February - July 2012
Harry Beck’s 1933 plan of the London Underground proved to be a masterpiece of design.
His original plan has been an inspiration to many and has been adapted, changed, modernised and reworked countless times to represent a whole range of topics and ideas.
This display features a few of these creations along with one of Beck’s earliest plans.
Underground Railways of London ca. 1930
Prior to Beck’s plan early maps of the London Underground ran into problems of combining an overcrowded centre with distant outlying stations at a time when the District Line stretched as far as Southend.
CUL Classmark: Maps.c.72.93.10
London Underground by Harry Beck
An early example of Harry Beck’s diagrammatic map of the London Underground. First sketched in 1931 it wasn’t until 1933 that Beck’s plan was issued by a sceptical London Underground who had initially thought the design too revolutionary.

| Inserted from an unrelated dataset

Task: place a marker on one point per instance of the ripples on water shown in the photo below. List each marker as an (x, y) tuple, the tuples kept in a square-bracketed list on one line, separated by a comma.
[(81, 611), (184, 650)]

CUL Classmark: Maps.c.72.93.11
World metro map
This diagrammatic map shows metro systems in cities and towns around the world linked by lines resembling those found on many metro maps.
CUL Classmark: Maps.20.F.7
The Great Bear by Simon Patterson
Simon Patterson’s work, shortlisted for the 1996 Turner Prize, adapts the London Underground map replacing the names of stations with those of philosophers, engineers, actors, musicians and other celebrated figures.
Patterson has been quoted as saying “I like disrupting something people take as read … What interests me is juxtaposing different paths of knowledge to form more than the sum of their parts.”
CUL Classmark: Maps.aa.20.G.5
Music on the tube a map by Dorian Lynskey
This map uses an updated version of Beck’s original plan to plot the history of 20th century music with each of the original lines replaced by a different genre of music. Classical music features on the Docklands Light Railway with pop on the Circle Line.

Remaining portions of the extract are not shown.